Ohalo is seeking an experienced Platform/Data Engineer to join our team. This role involves building and maintaining data pipelines to support our machine learning engineering activities and managing data related to plant phenotypes and genotypes.
Requirements
- Design and implement robust data architectures.
- Build and maintain scalable data pipelines using technologies such as GCP (or AWS), BigQuery, Python, and Spark.
- Develop and manage service-oriented and event-driven architectures, utilizing tools like Pub/Sub and Kafka.
- Collaborate with machine learning engineers on model development and deployment.
- Work closely with automation engineering to automate data collection from robotics systems.
- Ensure data integrity and security across all pipelines and processes.
- Optimize data workflows and storage solutions for performance and scalability.
- Continuously monitor, troubleshoot, and improve data systems and processes.
- Candidate should have a Bachelor's degree in a technical field (e.g., Computer Science, Engineering, Information Technology).
- Minimum of 5 years of experience in a similar role.
- Proficiency with cloud platforms, preferably GCP (or AWS).
- Strong experience with data processing frameworks such as BigQuery, Spark, and Nextflow (a plus).

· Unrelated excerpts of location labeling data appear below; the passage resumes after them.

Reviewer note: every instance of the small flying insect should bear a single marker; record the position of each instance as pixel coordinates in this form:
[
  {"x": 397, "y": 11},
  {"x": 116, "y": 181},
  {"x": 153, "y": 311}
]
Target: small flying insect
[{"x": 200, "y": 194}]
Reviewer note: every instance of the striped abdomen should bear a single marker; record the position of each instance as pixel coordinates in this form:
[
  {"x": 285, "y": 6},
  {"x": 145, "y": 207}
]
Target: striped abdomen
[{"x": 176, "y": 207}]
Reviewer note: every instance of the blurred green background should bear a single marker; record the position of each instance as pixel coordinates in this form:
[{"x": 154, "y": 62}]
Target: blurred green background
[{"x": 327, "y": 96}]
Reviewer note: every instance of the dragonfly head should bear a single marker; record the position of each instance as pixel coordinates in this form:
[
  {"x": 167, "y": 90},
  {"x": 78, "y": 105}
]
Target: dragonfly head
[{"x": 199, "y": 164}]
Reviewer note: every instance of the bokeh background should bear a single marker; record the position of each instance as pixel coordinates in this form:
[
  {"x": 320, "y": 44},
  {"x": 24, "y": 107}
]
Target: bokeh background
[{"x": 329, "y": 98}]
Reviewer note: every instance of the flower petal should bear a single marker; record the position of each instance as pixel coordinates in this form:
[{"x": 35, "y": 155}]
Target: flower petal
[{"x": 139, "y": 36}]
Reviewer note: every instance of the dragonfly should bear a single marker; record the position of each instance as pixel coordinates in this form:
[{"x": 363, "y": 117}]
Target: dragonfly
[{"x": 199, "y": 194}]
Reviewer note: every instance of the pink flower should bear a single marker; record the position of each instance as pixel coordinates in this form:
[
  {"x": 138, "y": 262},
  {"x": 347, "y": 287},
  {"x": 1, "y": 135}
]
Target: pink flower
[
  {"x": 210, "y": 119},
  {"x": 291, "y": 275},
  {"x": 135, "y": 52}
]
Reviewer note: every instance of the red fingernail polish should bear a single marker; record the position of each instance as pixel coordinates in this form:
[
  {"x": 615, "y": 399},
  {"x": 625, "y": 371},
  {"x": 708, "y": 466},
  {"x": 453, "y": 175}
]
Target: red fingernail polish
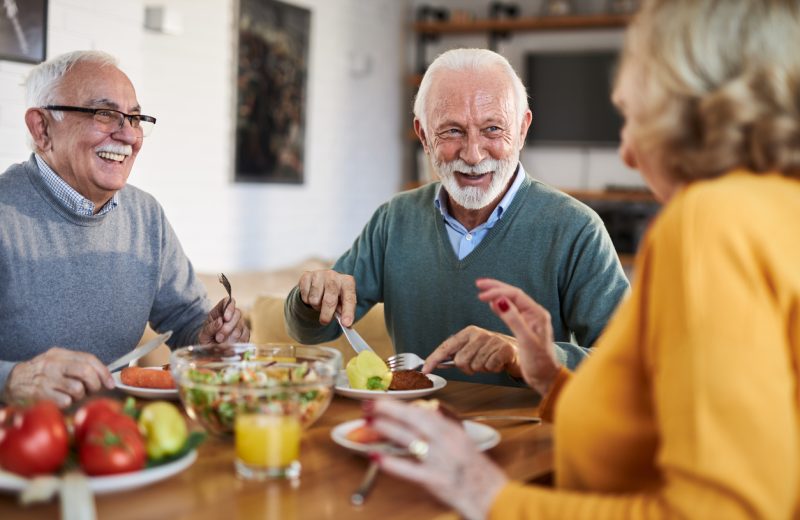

- Proficiency in Python and frameworks like FastAPI.
- Experience with service-oriented and event-driven architectures.
- Knowledge of data streaming and messaging systems, including Pub/Sub and Kafka.
- Strong problem-solving skills and attention to detail.
- Ability to work independently and as part of a geographically distributed team.
- Excellent communication and collaboration skills.